Daâm est quant à lui supervisé par le ministère de la Solidarité, de l’Inclusion sociale et de la Famille. Depuis 2015, ce programme financé par le Fonds d’appui à la protection sociale et à la cohésion sociale, vise à aider les veuves à supporter les charges de la vie, notamment en ce qui concerne la scolarisation de leurs enfants ou la prise en charge de leurs enfants en situation du handicap. Tayssir, Daâm et les autres programmes existants ne seront pas abandonnés après la mise en place du RSU. Toutefois, le ciblage pourrait exclure certains bénéficiaires qui ne répondent pas aux critères retenus ou qui peuvent prétendre à un programme d’aide plus intéressant pour leur ménage.

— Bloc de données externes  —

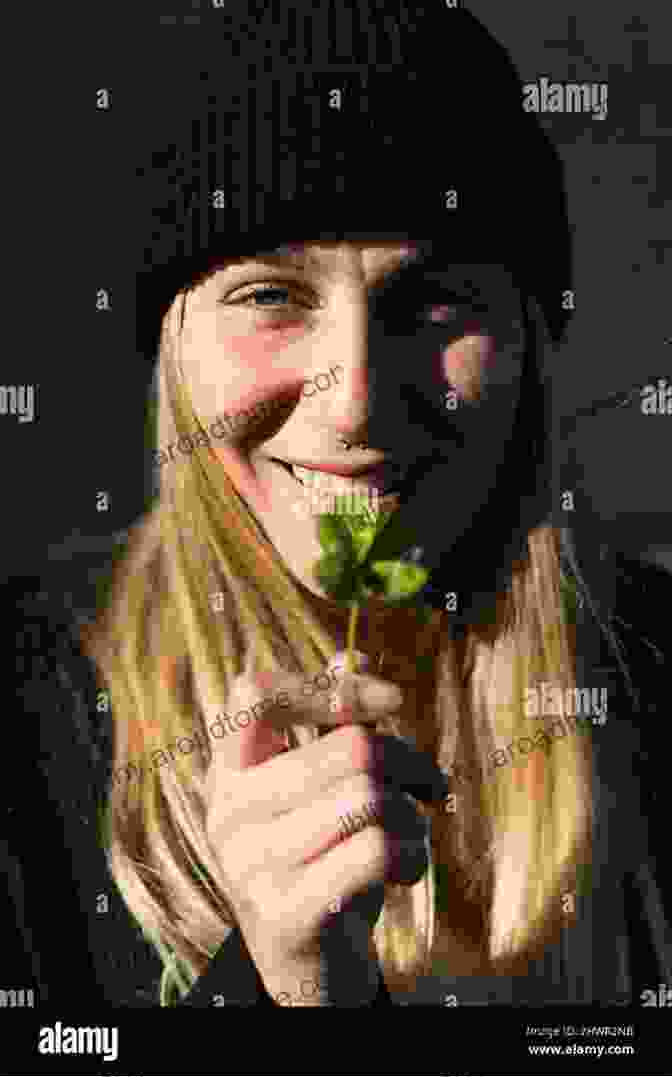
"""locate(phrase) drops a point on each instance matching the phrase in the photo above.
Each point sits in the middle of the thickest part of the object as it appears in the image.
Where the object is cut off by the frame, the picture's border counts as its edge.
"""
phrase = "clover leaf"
(349, 573)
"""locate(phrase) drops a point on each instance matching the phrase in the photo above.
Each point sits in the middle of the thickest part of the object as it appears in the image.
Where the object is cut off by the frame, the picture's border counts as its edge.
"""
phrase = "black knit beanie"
(261, 124)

Quand l’État veut, il peut. Pendant la période de confinement en 2020, le ministère de l’Intérieur a pu en un temps record identifier les bénéficiaires des aides étatiques. Malgré quelques ratés, l’opération fut un succès. Aujourd’hui, les agents de l’Intérieur ont des instructions claires pour inscrire massivement les citoyens au RNP et au RSU. En parallèle, ils ont pour mission d’identifier les personnes qui ne sont pas encore bénéficiaires de l’AMO et de faire en sorte qu’ils soient enregistrés pour être couverts. Il faudra maintenant fixer les prochaines étapes de déploiement du ciblage des citoyens qui auront droit aux aides directs de l’État.